Brexit後のデリバティブ市場

かねてからの予想通り、EUがLCHなどのCCPに対するアクセスをBrexit後1年間延長することになりそうだ。3月で免除期限が来るはずだったが、1月31日に離脱となると2021年1月末まではデリバティブ市場に混乱は生じない模様だ。
同時に先週木曜には、EUからは、1月からESMAなどの規制当局により強力権限を与えるとのアナウンスも出ている。EU域内にラストリゾートとしてクリアリング業務を移管する可能性にも触れている。

CCP以外にもCompressionベンダーや周辺業務を行う会社もロンドンに数多く存在しており、以前不透明感は残るが、ひとまず当局はデリバティブ市場におけるクリアリングハウスの重要性には理解を示しているようだ。

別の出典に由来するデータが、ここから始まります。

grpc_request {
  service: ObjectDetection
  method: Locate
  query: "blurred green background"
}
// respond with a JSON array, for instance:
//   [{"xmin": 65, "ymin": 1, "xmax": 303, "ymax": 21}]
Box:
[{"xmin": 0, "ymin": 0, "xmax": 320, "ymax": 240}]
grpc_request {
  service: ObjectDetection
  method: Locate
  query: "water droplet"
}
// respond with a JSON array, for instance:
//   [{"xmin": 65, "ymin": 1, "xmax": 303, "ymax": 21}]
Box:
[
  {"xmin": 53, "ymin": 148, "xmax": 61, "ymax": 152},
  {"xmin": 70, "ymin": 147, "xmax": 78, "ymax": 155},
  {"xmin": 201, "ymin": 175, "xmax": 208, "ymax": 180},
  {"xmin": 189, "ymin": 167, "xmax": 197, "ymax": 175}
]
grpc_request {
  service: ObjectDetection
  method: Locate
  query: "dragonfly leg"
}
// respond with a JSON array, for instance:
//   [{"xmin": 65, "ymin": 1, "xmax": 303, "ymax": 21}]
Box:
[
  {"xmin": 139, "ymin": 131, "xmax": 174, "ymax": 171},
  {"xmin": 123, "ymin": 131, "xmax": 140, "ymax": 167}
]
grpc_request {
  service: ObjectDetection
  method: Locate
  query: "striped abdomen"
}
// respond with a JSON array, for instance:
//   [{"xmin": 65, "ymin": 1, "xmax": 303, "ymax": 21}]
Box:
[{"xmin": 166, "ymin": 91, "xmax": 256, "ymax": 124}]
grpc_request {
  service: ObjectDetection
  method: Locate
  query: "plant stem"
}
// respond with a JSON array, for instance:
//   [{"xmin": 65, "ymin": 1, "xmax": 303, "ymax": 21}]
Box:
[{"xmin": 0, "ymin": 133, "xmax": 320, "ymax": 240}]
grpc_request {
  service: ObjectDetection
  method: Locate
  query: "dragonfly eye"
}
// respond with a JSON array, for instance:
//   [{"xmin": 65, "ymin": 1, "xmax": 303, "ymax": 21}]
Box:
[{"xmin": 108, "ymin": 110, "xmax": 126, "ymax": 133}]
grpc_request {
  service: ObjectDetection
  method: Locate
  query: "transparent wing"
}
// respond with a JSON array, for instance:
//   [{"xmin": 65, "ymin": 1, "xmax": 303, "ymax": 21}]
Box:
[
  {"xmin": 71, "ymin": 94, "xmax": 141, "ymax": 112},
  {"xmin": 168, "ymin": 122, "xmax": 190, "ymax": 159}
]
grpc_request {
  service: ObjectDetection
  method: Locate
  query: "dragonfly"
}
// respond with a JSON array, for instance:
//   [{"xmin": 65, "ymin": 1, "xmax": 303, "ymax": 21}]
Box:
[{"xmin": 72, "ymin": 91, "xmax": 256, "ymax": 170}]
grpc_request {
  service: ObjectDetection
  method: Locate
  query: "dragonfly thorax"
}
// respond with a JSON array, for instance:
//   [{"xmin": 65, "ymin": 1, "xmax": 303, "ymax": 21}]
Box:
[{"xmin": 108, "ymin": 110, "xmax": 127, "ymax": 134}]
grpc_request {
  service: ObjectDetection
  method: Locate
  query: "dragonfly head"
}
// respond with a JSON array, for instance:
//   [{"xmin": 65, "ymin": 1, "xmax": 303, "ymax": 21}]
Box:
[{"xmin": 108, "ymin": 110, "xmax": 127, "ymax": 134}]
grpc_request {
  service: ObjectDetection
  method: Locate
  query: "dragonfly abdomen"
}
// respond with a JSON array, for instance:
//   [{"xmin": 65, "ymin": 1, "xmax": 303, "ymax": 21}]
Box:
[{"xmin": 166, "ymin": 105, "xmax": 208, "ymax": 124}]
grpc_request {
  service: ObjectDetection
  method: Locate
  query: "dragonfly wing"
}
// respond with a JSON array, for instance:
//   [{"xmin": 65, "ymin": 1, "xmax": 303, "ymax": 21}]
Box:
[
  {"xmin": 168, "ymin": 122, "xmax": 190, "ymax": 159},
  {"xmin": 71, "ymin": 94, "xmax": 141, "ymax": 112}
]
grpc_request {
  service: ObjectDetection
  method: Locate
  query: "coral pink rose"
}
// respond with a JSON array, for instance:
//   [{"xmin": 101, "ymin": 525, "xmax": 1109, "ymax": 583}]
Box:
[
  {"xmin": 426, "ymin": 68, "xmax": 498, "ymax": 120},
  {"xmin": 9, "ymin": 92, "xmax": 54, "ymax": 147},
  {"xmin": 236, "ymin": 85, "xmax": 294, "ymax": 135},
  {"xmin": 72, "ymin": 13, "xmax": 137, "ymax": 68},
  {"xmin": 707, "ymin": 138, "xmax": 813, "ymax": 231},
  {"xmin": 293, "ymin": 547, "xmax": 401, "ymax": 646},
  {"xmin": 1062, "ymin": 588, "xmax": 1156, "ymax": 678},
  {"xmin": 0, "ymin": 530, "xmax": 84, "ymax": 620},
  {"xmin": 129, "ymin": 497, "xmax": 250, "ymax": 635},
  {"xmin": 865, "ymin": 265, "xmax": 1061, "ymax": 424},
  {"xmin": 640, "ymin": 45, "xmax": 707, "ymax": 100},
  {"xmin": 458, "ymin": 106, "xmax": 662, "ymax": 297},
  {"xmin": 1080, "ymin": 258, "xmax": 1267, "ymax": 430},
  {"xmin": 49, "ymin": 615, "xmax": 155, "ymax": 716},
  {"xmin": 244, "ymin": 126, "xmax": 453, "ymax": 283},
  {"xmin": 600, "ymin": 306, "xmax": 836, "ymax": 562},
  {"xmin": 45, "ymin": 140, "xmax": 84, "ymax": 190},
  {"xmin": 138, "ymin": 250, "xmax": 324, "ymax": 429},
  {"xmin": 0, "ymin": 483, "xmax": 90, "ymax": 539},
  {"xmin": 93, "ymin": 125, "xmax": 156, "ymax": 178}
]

しかしここまでCCPがデリバティブ市場の中心的インフラになってくると、CCPに対する規制はこれからも厳しくなるだろうし、どこまで営利企業であり続けられるかという疑問も出てくる。ある程度競争原理を働かせるべきということで複数CCPが存在している訳だが、その理由は利益水準を競うものではなく、リスク管理、安定性等において競い合うようになっている。

顧客獲得競争という意味では、極力手数料を下げ、所要担保額も下げれば、参加者を増やすこともできるかもしれないが、現状そのようなことをすれば当局から目を付けられるだけでなく、大手の参加者から批判の声が上がる。完全な資本主義とは異なる微妙なバランスのインセンティブシステムが出来上がっているように思う。もしかしたら銀行も同じ方向に進んでいるのかもしれない。